Weird behaviour escaping special characters in a string

Discussion in 'Ruby' started by Greg Hurrell, Feb 21, 2007.

  1. Greg Hurrell

    Greg Hurrell Guest

    This instance method added to the String class returns a copy of the
    receiver with occurrences of \ replaced with \\, and occurrences of '
    replaced with \':

    class String
    def to_source_string
    gsub(/(\\|')/, '\\\\\1')
    end
    end

    The idea is that it will give you a string that you can write out a
    Ruby file that will later print the string. For, example, let's take
    the string, foo (3 characters):

    "puts '" + "foo".to_source_string + "'" # puts 'foo'

    Or a string with special characters in it like 'foo' (5 characters,
    including enclosing single quotes):

    "puts '" + "'foo'".to_source_string + "'" # puts '\'foo\''

    My RSpec specs and experimentation in irb confirm that the method
    works but I am at a loss to explain one thing:

    Why do I need so many backslashes in my replacement expression?

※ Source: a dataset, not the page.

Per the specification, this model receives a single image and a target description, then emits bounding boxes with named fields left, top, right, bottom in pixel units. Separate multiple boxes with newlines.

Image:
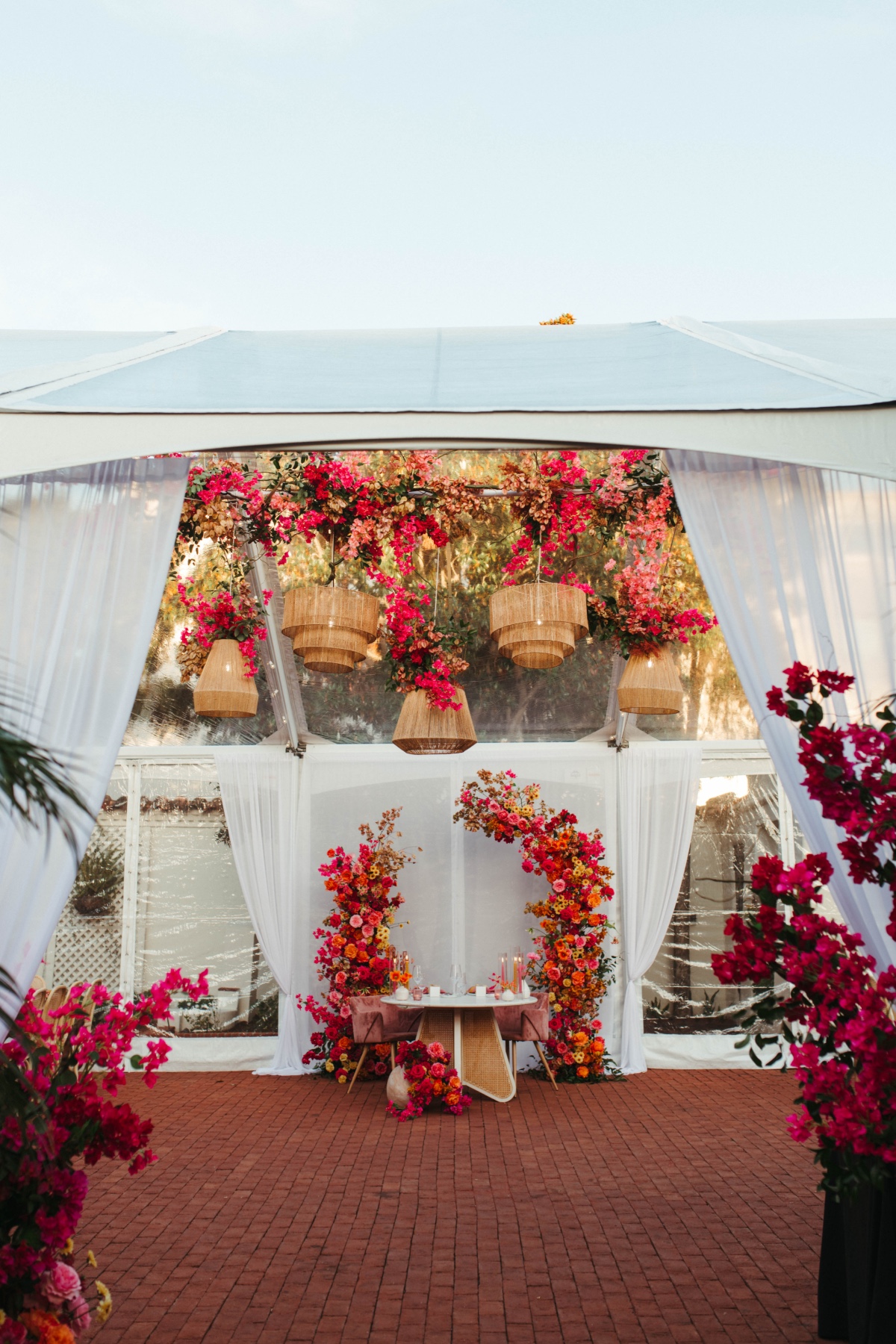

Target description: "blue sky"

left=0, top=0, right=896, bottom=329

    There are five slashes in the replacement expression:

    gsub(/(\\|')/, '\\\\\1')

    But I would have thought that three would work:

    gsub(/(\\|')/, '\\\1')

    I basically want to replace "whatever is found in the pattern" with a
    backslash (\\) followed by "whatever was found" (\1); so that's three
    slashes. But with only three slashes Ruby gives me \1foo\1 instead of
    \'foo\'. Four slashes produces the same result. Five slashes and
    suddenly everything works (funnily enough, six slashes also works).
    Two slashes and one slash have no effect (no escaping is performed).

    I've got working code so it's not a huge problem, but my curiosity is
    piqued. What's going on here that I don't understand?

    Cheers,
    Greg
    Greg Hurrell, Feb 21, 2007
    #1
    1. Advertising

  2. On 2/21/07, Greg Hurrell <> wrote:
    > This instance method added to the String class returns a copy of the
    > receiver with occurrences of \ replaced with \\, and occurrences of '
    > replaced with \':
    >
    > class String
    > def to_source_string
    > gsub(/(\\|')/, '\\\\\1')
    > end
    > end


    class String
    def to_source_string
    gsub(/(\\|')/) { "\\#$1" }
    end
    end

    -austin
    --
    Austin Ziegler * * http://www.halostatue.ca/
    * * http://www.halostatue.ca/feed/
    *
    Austin Ziegler, Feb 21, 2007
    #2
    1. Advertising

  3. On Feb 21, 2007, at 12:36 PM, Austin Ziegler wrote:

    > On 2/21/07, Greg Hurrell <> wrote:
    >> This instance method added to the String class returns a copy of the
    >> receiver with occurrences of \ replaced with \\, and occurrences of '
    >> replaced with \':
    >>
    >> class String
    >> def to_source_string
    >> gsub(/(\\|')/, '\\\\\1')
    >> end
    >> end

    >
    > class String
    > def to_source_string
    > gsub(/(\\|')/) { "\\#$1" }
    > end
    > end


    It's probably better to use a character class [\\'] instead of
    alternation (\\|').

    James Edward Gray II
    James Edward Gray II, Feb 21, 2007
    #3
  4. On Thu, Feb 22, 2007 at 02:55:09AM +0900, Greg Hurrell wrote:
    > Why do I need so many backslashes in my replacement expression?
    >
    > There are five slashes in the replacement expression:
    >
    > gsub(/(\\|')/, '\\\\\1')
    >
    > But I would have thought that three would work:
    >
    > gsub(/(\\|')/, '\\\1')


    Because even in single quotes, blackslashes must be doubled; this in turn is
    because \' is the way that you insert a single quote within a single-quoted
    string.

    irb(main):001:0> a='\\'
    => "\\"
    irb(main):002:0> a.size
    => 1
    irb(main):003:0> b='\''
    => "'"
    irb(main):004:0> b.size
    => 1
    irb(main):005:0> c='\x'
    => "\\x"
    irb(main):006:0> c.size
    => 2

    > I basically want to replace "whatever is found in the pattern" with a
    > backslash (\\) followed by "whatever was found" (\1); so that's three
    > slashes. But with only three slashes Ruby gives me \1foo\1 instead of
    > \'foo\'. Four slashes produces the same result. Five slashes and
    > suddenly everything works (funnily enough, six slashes also works).
    > Two slashes and one slash have no effect (no escaping is performed).
    >
    > I've got working code so it's not a huge problem, but my curiosity is
    > piqued. What's going on here that I don't understand?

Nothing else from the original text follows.